I don't think I've overlooked something here, but let me talk through it one more time. The payload packet is always at least 13 bytes (so "uint8_t payload" is the right size). But there could be between 0 and name_len more bytes of ASCII name data (so actually "uint8_t payload[13 + name_len];" is the right size). The memcpy call doesn't include the null terminator, but only the number of actual ASCII character bytes. The payload byte (the 13th byte) contains the name length, and the remaining bytes (if any) are the actual name. There should be enough memory allocated in every case. I think.

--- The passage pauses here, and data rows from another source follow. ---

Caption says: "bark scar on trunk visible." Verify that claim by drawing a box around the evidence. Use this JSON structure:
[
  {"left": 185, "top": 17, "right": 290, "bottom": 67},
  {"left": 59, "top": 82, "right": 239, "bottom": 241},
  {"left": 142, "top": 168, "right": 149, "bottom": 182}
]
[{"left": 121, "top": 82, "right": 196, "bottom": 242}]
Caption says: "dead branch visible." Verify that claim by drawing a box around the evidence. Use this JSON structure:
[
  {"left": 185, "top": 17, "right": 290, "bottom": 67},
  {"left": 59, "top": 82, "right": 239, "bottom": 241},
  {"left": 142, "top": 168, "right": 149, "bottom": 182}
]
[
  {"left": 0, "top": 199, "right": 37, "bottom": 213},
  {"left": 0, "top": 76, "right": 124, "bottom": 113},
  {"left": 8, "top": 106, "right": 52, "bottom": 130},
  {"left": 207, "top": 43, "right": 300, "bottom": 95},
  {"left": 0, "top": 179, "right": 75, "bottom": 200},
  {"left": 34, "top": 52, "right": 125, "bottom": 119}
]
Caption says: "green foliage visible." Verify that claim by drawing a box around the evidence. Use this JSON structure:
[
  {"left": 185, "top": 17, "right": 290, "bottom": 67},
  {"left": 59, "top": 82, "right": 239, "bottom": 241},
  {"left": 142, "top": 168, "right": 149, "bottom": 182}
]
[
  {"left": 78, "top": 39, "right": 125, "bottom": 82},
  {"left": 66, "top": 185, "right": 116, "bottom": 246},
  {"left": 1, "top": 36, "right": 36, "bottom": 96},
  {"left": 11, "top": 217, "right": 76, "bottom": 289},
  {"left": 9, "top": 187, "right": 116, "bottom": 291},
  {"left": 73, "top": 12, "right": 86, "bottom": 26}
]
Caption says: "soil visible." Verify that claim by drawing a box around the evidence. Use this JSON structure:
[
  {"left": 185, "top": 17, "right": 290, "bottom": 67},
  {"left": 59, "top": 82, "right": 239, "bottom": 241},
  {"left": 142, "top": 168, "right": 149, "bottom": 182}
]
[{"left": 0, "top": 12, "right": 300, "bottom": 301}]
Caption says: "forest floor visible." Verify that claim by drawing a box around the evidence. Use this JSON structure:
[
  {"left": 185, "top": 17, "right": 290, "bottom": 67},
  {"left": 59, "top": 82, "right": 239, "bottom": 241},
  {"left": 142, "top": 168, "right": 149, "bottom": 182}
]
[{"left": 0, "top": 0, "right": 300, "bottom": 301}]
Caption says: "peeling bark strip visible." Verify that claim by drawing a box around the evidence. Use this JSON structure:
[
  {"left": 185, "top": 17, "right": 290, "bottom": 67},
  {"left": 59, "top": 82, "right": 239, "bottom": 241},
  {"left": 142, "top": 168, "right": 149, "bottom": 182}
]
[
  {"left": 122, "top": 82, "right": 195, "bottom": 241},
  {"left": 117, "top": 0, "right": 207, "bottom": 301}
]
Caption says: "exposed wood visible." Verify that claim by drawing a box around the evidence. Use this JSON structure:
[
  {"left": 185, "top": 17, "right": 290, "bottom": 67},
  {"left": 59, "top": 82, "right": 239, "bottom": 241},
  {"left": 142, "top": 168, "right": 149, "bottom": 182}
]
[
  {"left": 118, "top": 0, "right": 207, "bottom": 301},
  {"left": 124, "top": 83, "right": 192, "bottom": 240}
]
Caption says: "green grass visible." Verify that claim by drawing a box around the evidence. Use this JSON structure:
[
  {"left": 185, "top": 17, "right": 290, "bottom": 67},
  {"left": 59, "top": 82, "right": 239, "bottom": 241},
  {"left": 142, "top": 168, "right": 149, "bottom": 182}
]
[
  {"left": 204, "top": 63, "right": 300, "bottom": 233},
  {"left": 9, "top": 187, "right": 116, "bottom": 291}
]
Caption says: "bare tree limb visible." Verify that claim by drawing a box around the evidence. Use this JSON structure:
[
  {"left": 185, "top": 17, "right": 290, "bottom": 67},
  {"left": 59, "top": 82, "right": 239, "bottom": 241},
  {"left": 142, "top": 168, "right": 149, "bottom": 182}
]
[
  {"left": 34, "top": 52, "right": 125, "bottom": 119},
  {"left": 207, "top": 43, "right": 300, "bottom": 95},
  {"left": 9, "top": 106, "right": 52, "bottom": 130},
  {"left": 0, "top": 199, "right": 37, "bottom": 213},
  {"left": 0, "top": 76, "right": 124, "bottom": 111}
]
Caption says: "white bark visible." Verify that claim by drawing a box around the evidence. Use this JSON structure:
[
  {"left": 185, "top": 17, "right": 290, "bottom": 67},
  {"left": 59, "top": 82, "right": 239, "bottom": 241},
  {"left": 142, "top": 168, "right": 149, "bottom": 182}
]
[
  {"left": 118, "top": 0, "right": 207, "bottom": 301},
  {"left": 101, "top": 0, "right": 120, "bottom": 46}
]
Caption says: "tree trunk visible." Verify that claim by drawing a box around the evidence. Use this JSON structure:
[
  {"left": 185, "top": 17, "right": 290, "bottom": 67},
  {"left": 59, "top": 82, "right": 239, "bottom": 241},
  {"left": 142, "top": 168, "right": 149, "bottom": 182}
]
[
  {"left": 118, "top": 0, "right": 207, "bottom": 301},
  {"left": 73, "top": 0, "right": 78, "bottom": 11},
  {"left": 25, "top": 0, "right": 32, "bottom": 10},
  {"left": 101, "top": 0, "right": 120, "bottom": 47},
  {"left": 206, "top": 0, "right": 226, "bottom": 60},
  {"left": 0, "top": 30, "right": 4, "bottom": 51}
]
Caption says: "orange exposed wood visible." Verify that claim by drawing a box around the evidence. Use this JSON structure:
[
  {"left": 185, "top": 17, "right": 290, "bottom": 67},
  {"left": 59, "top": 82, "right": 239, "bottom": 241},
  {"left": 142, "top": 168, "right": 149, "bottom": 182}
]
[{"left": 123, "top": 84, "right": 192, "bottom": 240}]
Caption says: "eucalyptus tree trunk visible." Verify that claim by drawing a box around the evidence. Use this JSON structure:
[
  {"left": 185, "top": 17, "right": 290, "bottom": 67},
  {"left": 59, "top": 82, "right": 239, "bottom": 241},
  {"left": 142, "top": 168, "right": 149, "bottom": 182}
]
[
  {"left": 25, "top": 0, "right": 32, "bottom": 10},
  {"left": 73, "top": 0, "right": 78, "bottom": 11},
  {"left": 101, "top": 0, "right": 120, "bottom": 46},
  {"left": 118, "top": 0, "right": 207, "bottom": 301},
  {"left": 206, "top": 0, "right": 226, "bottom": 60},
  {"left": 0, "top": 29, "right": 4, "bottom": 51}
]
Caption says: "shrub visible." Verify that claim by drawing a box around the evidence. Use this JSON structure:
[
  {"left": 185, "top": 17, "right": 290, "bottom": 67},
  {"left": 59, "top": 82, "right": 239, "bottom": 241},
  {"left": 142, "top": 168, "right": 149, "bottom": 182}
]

The code as it exists on Github right now reliably demonstrates the issue on my hardware. I can currently make it happen every single time I run a device inquiry ("kg_cmd_bluetooth_discover(10);"). Note that this code now has all of the following:
- Explicit function pointer initialization to 0
- Explicit pointer comparison to 0 in conditional statement on line 1108
- Braces around the "if" statement's conditional block
I have noticed that setting name_len to 0 regardless of what is actually in friendly_name appears to get avoid the freeze condition. However, adding debug serial output that spits out the value of name_len to verify that it is correct (which it is) also avoids the freeze condition, despite the fact that in that test case name_len is left alone and not set to 0. The presence of the debug output alone prevents the issue from occurring. Argh.
I will keep trying different modifications and tracing backwards to see where I might be overflowing a buffer or something.